Your customers are a valuable source of information that can make your business successful. Therefore, you should aim to collect data that lets you identify your customers and how they behave. This will vary depending on your customer profile.
If you sell to individual consumers, you might want to know about their age, gender, income and so on. For businesses, you might want to know what industry they operate in and their size.
You should also try to find out what they think about you and your products and services. For example, learn what they like and dislike and why they choose to use you.
If you have just a few important customers, it’s worth getting detailed feedback from them. Companies that sell to individual consumers sometimes use customer surveys. If you sell online, you can use your website to capture some information automatically.
Understanding and profiling your customers
No doubt about it, understanding your customers will go along way in helping you to sell more. The more you know about them and their needs, the easier it is to identify opportunities to sell them new products and target them with appropriate offers.
Also, profiling existing customers makes it easier to find new ones. You can look for similar prospects, and sell to them in a similar way. You can use the information you have on customers to improve efficiency. Keeping a central record of customer details and sales reduces errors and speeds up transactions.
However, you must make sure that you comply with data protection regulations for any personal information on existing and potential customers that you collect, keep and use. There are specific rules for e-commerce.
You can also improve customer service when you understand your customers. Better access to information helps you deal with customers more quickly. You can tailor product offerings and provide personalised treatment. The right information makes it easier to identify and resolve any problems.

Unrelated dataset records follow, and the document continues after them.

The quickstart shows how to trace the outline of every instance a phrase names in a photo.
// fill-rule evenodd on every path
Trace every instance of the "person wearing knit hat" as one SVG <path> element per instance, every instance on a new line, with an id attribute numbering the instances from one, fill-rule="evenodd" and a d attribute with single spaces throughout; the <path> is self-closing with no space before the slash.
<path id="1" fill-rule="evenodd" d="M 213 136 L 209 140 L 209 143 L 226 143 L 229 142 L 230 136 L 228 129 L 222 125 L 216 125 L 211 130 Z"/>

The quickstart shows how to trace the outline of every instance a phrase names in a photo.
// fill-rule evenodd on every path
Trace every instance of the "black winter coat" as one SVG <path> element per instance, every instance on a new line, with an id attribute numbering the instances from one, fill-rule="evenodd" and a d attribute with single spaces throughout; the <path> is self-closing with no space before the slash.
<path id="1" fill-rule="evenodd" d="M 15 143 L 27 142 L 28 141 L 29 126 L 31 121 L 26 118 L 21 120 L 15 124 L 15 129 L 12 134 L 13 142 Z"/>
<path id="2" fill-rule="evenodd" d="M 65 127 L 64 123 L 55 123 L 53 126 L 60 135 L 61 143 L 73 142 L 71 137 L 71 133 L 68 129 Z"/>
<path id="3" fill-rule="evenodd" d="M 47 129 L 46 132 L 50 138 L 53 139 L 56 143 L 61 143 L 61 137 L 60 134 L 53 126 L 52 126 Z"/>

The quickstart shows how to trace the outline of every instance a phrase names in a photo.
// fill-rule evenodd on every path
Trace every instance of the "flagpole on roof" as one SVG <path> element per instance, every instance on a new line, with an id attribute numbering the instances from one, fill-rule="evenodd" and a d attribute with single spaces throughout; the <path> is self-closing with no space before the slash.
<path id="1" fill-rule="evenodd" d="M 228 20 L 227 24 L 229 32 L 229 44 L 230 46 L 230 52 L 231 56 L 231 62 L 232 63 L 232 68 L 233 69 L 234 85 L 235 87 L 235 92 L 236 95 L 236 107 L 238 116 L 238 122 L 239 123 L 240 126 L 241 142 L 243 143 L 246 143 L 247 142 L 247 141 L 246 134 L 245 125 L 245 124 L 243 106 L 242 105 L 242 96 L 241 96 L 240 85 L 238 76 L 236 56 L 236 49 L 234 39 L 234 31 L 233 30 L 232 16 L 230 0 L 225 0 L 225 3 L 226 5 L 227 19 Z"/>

Finally, understanding your customers helps your planning. You can predict what they will buy, and estimate how much stock you need. Linking customer management to purchasing can dramatically improve profitability.
Getting your customers definition right
In most cases, the most important business customers are not those that generate the most revenue but those that can unlock the most value in your business.
For some businesses, the primary customer will be the end user or consumer of the product or service. For others, an intermediary (such as a reseller or a broker) will be the critical customer to which organisational resources should be devoted.
Having identified your customers, you should be able to know how your customers learn about your product or service. It will not only help your business to build a good customer profile if you can identify how customers get to know about your business, it will also help you to understand how each of your business marketing channels are performing.
As a business owner, you ought to know whether your customers get you through such marketing channels as advertising, direct mail, word-of-mouth marketing, Yellow Pages and others. This is essential because it will give you the opportunity to know which of the marketing channels bring the most customers.
Another thing you should know about your customer is the qualities they value most about your product or service – selection, convenience, service, reliability, availability, affordability. This will enable you to make proper adjustments where necessary to serve your customers better.